Bob Smith’s comment on the announcement of major cuts in arts funding south of the border

www.bobsmithart.com

Politics

How we should

remember the great

Neil MacCormick

Thom Cross

Neil MacCormick

Neil MacCormick, 1941-2009

Scotland ought to be more than a virtual nation with a popular cultural consciousness. Scotland is a subsidiary nation within the UK state. It is currently engaged in the process of incremental devolution which ought to lead inevitably to greater sovereign authority.
     Scotland ought to have sufficient cultural confidence, to express national consciousness that includes the need for a nation state. Scotland is a neo-nation with national civic institutions, national cultural characteristics and intellectual sensibilities (ways of feeling) that are and can be shared.
     Scotland ought to have self-determination as a fundamental principle of natural justice and as a common good. Scotland is intellectually sovereign, yet politically subservient. This contradiction inhibits, represses and indeed prevents an empowering collective sense of national consciousness that should be able to translate into liberal nationalism.
     It is this journey from national consciousness to a progressive liberal nationalism that is the task of this generation.
     The ‘ought’ and ‘is’ dichotomy, dialectal in essence, is used  and profoundly explained in the first two pages of ‘Questioning Sovereignty’ by the wonderfully erudite Scot, Sir Neil MacCormick, whose passing we should remember today, the second anniversary of his death.
     Born in Glasgow on 27 May 1941, Professor MacCormick had a quite remarkable academic career in legal philosophy with over 30 years of academic leadership to the law faculty at Edinburgh University and indeed at universities around the world.  

He argues with enormous skill the case for the development of a liberal nationalism – ‘the just state’. This draws a very sharp line in the sand from the chauvinistic, cultural and ethnic nationalism seen elsewhere.
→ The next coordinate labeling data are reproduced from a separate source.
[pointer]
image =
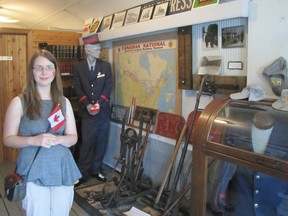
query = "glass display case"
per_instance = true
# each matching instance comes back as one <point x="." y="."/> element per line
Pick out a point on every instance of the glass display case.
<point x="240" y="160"/>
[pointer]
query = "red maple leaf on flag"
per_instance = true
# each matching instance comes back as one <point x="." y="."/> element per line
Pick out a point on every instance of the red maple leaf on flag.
<point x="56" y="118"/>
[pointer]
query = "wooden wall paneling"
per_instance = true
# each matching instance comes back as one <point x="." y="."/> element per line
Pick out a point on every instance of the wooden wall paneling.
<point x="13" y="76"/>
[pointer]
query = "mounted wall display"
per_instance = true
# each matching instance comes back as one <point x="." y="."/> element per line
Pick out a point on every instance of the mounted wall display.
<point x="233" y="36"/>
<point x="179" y="6"/>
<point x="132" y="16"/>
<point x="184" y="57"/>
<point x="210" y="40"/>
<point x="147" y="71"/>
<point x="106" y="23"/>
<point x="203" y="3"/>
<point x="147" y="11"/>
<point x="118" y="19"/>
<point x="91" y="26"/>
<point x="210" y="36"/>
<point x="160" y="10"/>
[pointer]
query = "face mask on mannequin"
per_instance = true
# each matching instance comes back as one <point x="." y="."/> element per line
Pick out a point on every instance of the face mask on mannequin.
<point x="92" y="51"/>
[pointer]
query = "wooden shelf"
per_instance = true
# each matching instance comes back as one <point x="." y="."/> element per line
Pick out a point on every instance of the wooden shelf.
<point x="228" y="10"/>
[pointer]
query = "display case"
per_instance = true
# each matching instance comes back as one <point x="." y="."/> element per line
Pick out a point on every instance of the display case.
<point x="247" y="141"/>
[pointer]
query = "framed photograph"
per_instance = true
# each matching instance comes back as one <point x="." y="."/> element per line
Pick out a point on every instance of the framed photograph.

     But he did more. He engaged his immense intellect actively in studying, campaigning for and demanding self-determination for Scotland. As an MEP from 1999 to 2004 he became increasingly involved with European policy particularly with respect to the growing demand for autonomy from latent nations within larger states. (He also looked after Scotland’s whisky, ferries and fisheries while starring as a piper.)
     His work on re-defining and re-formating the concept of national sovereignty is vitally important (see the essay ‘A Kind of Nationalism’ in his book).  He argues with enormous skill the case for the development of a liberal nationalism – ‘the just state’. This draws a very sharp line in the sand from the chauvinistic, cultural and ethnic nationalism seen elsewhere.
     He also worked assiduously in redefining sovereignty within the wider pan-European political commonwealth in which sovereignty might be expressed within political arrangements beyond the boundaries of the traditional nation-state. His defining nationalist principle is ‘the members of a nation are as such in principle entitled to effective organs of political self-government within the world order of sovereign or post-sovereign states’.
     He was profoundly influenced by Yael Tamir whose book ‘Liberal Nationalism’ impressed him greatly. In particular a politics of national belonging, comprising societies of individuals with a shared consciousness, which Tamir calls ‘contextual individuals’.  
     MacCormick should be remembered again on his birthday (27 May) and his work celebrated by being made known. But a greater tribute to the great man would see a devolved assembly in Edinburgh after 5 May with a mandate to hasten the process towards a liberal national sovereignty.

Kirkcaldy-born Thom Cross is a former head of the Jamaica School of Drama at the Edna Manley Centre in Kingston and has worked in the Caribbean for over 30 years.